One of the hottest trends in modern European medicine is medical tourism – where patients travel out of their country to nearby nations in order to receive a particular treatment.

The need to travel out of the country for medical procedures typically comes from the fact that some countries have laws prohibiting or restricting some treatments that other countries allow or are less-restrictive of.

However, with the recent global economic downturn, medical tourism has gone the same way general tourism has – down. According to Keith Pollard of Treatment Abroad, health care spending has largely decreased at a similar rate to consumer spending in Europe.

Yet there is one exception to this downward trend in medical tourism: infertility treatment. In fact, the number of people traveling to other European countries for fertility treatment has actually gone up in the past few years, according to a paper presented at the recent European Society of Human Reproduction and Embryology annual meeting.
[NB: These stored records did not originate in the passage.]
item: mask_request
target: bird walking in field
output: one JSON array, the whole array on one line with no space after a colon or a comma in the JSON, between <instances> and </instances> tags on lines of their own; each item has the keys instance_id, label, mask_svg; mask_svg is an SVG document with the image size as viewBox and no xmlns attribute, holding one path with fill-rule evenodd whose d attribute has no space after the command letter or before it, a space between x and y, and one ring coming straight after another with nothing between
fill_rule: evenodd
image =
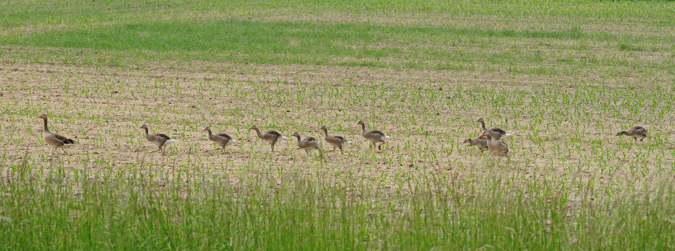
<instances>
[{"instance_id":1,"label":"bird walking in field","mask_svg":"<svg viewBox=\"0 0 675 251\"><path fill-rule=\"evenodd\" d=\"M367 131L366 123L362 120L359 120L356 124L361 125L361 136L373 143L373 151L375 150L376 146L378 149L382 150L382 145L384 144L385 141L392 138L376 130ZM378 146L377 143L381 144Z\"/></svg>"},{"instance_id":2,"label":"bird walking in field","mask_svg":"<svg viewBox=\"0 0 675 251\"><path fill-rule=\"evenodd\" d=\"M216 144L219 144L219 145L220 145L221 146L223 147L223 153L225 152L225 146L230 146L231 144L234 144L237 143L237 142L239 142L239 141L237 141L236 140L232 138L232 137L230 136L230 135L227 135L227 134L222 134L222 133L213 134L213 133L211 133L211 127L209 127L209 126L207 126L206 128L204 128L203 131L209 132L209 140L211 140L211 141L215 142ZM220 150L220 149L219 148L219 149L215 149L215 150Z\"/></svg>"},{"instance_id":3,"label":"bird walking in field","mask_svg":"<svg viewBox=\"0 0 675 251\"><path fill-rule=\"evenodd\" d=\"M481 152L483 152L485 150L488 150L487 149L487 137L483 136L483 137L470 138L467 138L467 139L464 140L464 141L462 142L462 144L466 144L466 143L468 143L469 144L470 144L472 146L477 147L478 150L481 150Z\"/></svg>"},{"instance_id":4,"label":"bird walking in field","mask_svg":"<svg viewBox=\"0 0 675 251\"><path fill-rule=\"evenodd\" d=\"M347 140L342 136L337 135L328 135L328 128L326 128L325 125L321 125L320 129L323 130L323 139L326 140L328 144L333 146L333 150L331 150L331 152L333 152L335 150L338 150L338 148L340 148L340 153L344 155L344 152L342 150L342 148L352 144L351 141Z\"/></svg>"},{"instance_id":5,"label":"bird walking in field","mask_svg":"<svg viewBox=\"0 0 675 251\"><path fill-rule=\"evenodd\" d=\"M478 120L477 120L476 122L479 122L481 123L481 132L491 131L496 133L496 134L495 133L492 134L493 140L499 140L502 138L506 138L513 136L512 134L507 133L506 131L502 130L502 128L486 128L485 121L483 120L483 118L478 119Z\"/></svg>"},{"instance_id":6,"label":"bird walking in field","mask_svg":"<svg viewBox=\"0 0 675 251\"><path fill-rule=\"evenodd\" d=\"M260 129L256 125L251 125L248 128L248 130L255 130L256 134L258 135L258 138L260 138L263 140L269 142L272 146L272 151L274 151L274 144L279 142L281 140L289 140L288 138L282 136L281 134L277 132L274 130L267 130L263 132L260 132Z\"/></svg>"},{"instance_id":7,"label":"bird walking in field","mask_svg":"<svg viewBox=\"0 0 675 251\"><path fill-rule=\"evenodd\" d=\"M304 150L307 152L307 155L309 155L309 151L312 150L319 150L319 158L323 157L323 151L321 149L321 142L317 140L314 137L307 137L302 140L300 138L300 134L298 132L294 132L291 134L291 136L296 137L298 138L298 147L300 149Z\"/></svg>"},{"instance_id":8,"label":"bird walking in field","mask_svg":"<svg viewBox=\"0 0 675 251\"><path fill-rule=\"evenodd\" d=\"M166 148L166 146L168 146L176 141L178 141L176 140L171 139L168 136L164 134L148 134L148 125L144 123L143 124L143 125L141 125L138 128L145 130L145 139L148 140L148 141L152 142L153 144L156 144L157 146L157 148L159 148L155 150L148 151L147 153L155 152L157 151L161 151L162 155L164 155L164 149Z\"/></svg>"},{"instance_id":9,"label":"bird walking in field","mask_svg":"<svg viewBox=\"0 0 675 251\"><path fill-rule=\"evenodd\" d=\"M43 113L36 117L39 117L45 121L45 130L43 131L43 138L47 144L54 146L54 150L51 152L52 155L54 155L54 153L56 152L56 149L58 148L61 148L61 150L63 151L63 154L67 155L68 152L65 152L65 148L79 145L79 143L78 143L76 140L73 140L63 136L49 132L49 130L47 126L47 119L46 114Z\"/></svg>"},{"instance_id":10,"label":"bird walking in field","mask_svg":"<svg viewBox=\"0 0 675 251\"><path fill-rule=\"evenodd\" d=\"M498 132L487 130L479 137L485 136L487 138L487 148L490 150L490 154L492 156L506 157L510 160L508 155L510 153L511 149L508 148L506 143L501 140L493 140L494 135L497 134Z\"/></svg>"},{"instance_id":11,"label":"bird walking in field","mask_svg":"<svg viewBox=\"0 0 675 251\"><path fill-rule=\"evenodd\" d=\"M648 133L649 133L649 129L641 126L633 126L627 130L619 132L615 136L626 135L632 136L633 139L635 140L635 144L637 144L637 139L639 138L640 142L642 142L645 138L647 138Z\"/></svg>"}]
</instances>

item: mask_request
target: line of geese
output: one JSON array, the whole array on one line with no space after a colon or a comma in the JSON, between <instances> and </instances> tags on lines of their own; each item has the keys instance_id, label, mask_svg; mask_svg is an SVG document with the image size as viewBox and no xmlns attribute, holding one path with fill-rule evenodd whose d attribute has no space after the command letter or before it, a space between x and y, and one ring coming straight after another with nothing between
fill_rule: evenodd
<instances>
[{"instance_id":1,"label":"line of geese","mask_svg":"<svg viewBox=\"0 0 675 251\"><path fill-rule=\"evenodd\" d=\"M45 142L52 146L54 146L54 150L52 151L51 154L54 155L57 149L61 149L63 153L65 154L65 148L76 146L79 144L77 141L69 139L63 136L52 133L49 131L47 128L47 117L45 114L40 114L39 117L43 119L45 121L45 130L43 132L43 138ZM506 157L509 158L509 154L511 152L511 149L509 148L506 143L502 140L502 138L508 138L509 137L513 136L512 134L507 133L504 130L498 128L485 128L485 121L481 118L476 121L481 123L481 134L477 137L473 138L467 138L462 143L468 143L472 146L475 146L478 148L481 152L483 152L486 150L490 151L490 154L493 156L497 157ZM356 123L358 125L361 125L361 133L360 135L364 138L370 141L373 143L373 150L375 150L375 148L382 150L382 145L384 144L387 140L391 138L391 137L385 135L382 132L373 130L366 130L366 123L363 122L362 120L359 121ZM167 146L177 142L178 140L174 140L164 134L150 134L148 132L148 125L143 124L139 128L143 129L145 134L145 139L148 141L155 144L157 146L157 150L148 151L148 153L155 152L157 151L161 151L162 155L164 155L164 149ZM343 147L348 146L352 144L352 142L348 140L342 136L337 135L329 135L328 134L328 128L325 125L321 125L319 128L323 130L323 138L324 140L333 146L333 150L330 151L335 151L340 149L342 154L344 154L343 151ZM274 151L274 145L282 140L290 140L289 138L281 135L277 131L274 130L266 130L261 132L260 129L256 125L251 125L248 128L249 130L254 130L258 138L267 141L269 142L271 146L272 151ZM227 146L234 144L235 143L239 142L232 137L230 137L227 134L223 133L213 133L211 132L210 127L206 127L204 128L203 131L208 132L209 139L211 141L215 142L218 145L221 146L223 148L223 152L225 151L225 148ZM645 138L647 138L647 133L649 130L647 128L643 128L641 126L633 126L625 131L621 131L616 134L616 136L626 135L632 136L633 139L635 140L635 144L637 144L637 140L639 139L641 142L643 141ZM323 157L323 149L321 148L321 142L314 137L306 137L304 138L301 138L300 133L298 132L294 132L290 135L292 137L296 137L298 140L298 147L299 149L304 150L305 152L309 155L309 152L312 150L318 150L319 157ZM378 144L379 145L378 146ZM220 148L215 150L221 150Z\"/></svg>"},{"instance_id":2,"label":"line of geese","mask_svg":"<svg viewBox=\"0 0 675 251\"><path fill-rule=\"evenodd\" d=\"M72 146L79 145L79 143L76 140L69 139L63 136L56 134L50 132L47 126L47 117L46 114L40 114L39 116L37 116L36 117L43 119L43 120L45 122L45 130L43 131L43 136L45 140L45 142L47 144L54 146L54 150L51 152L52 155L54 155L57 149L59 148L63 151L64 154L67 154L67 152L65 152L65 148ZM368 140L368 141L370 141L371 142L373 143L373 150L375 150L375 148L382 150L382 145L384 144L385 142L387 141L387 140L392 138L385 135L383 132L381 131L378 131L376 130L367 130L366 123L363 122L362 120L359 121L356 123L361 125L361 136L362 136L364 138ZM167 146L171 144L171 143L178 141L171 138L171 137L169 137L167 135L164 134L149 134L148 132L148 125L145 124L143 124L139 128L143 129L144 130L146 140L148 140L148 141L157 146L157 150L148 151L147 152L147 153L161 151L162 155L164 155L164 149L166 148ZM322 125L320 129L323 130L324 140L325 140L327 142L333 146L333 150L330 151L335 151L338 149L340 149L340 152L342 154L344 154L342 148L348 146L350 144L352 144L351 141L348 140L347 139L344 138L342 136L337 135L329 135L328 128L327 128L325 125ZM279 142L282 140L289 140L288 137L281 135L281 134L279 134L277 131L267 130L261 132L260 129L259 129L258 126L256 125L251 125L250 128L248 128L248 130L254 130L256 134L257 134L258 136L258 138L260 138L261 139L269 142L271 146L273 152L274 151L275 144L276 144L277 142ZM223 147L222 150L223 150L223 152L225 151L225 146L239 142L238 140L232 138L232 137L230 137L227 134L213 133L211 132L211 128L209 126L206 127L206 128L204 128L203 131L207 132L209 134L209 140ZM304 150L308 155L309 155L309 152L312 150L319 150L319 156L323 157L322 152L323 151L323 149L321 148L321 142L315 138L314 137L306 137L304 138L301 138L300 133L298 133L298 132L294 132L292 134L290 135L290 136L297 138L298 147L300 149ZM378 144L379 144L379 146L377 145ZM218 148L215 150L221 150L221 149Z\"/></svg>"}]
</instances>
Pollard says that infertility treatment is typically “recession proof,” where patients are very intent on receiving treatment and are willing to find any way to pay for it.

And in countries like Italy, where sperm donation is banned, patients are not only forced to find creative ways to pay for it, but must travel outside of their own country to receive donation-related treatments.

Other countries that have related laws affecting fertility treatment are Germany (egg donation), France (assisted conception for single women), and the UK, which requires donor anonymity.

Thus, many Europeans are forced to travel to receive the treatment they wish to pursue. A recent article in Human Reproductive Advance Access showed that nearly two-thirds of people utilizing infertility tourism in Europe came from Italy, The Netherlands, France and Germany.

About 18 percent of those travelling were pursuing semen donation, 22.8% for egg donation and 3.4% for embryo donation.

Could medical tourism be the future of fertility treatment? Would you be willing to travel out of country to receive treatment?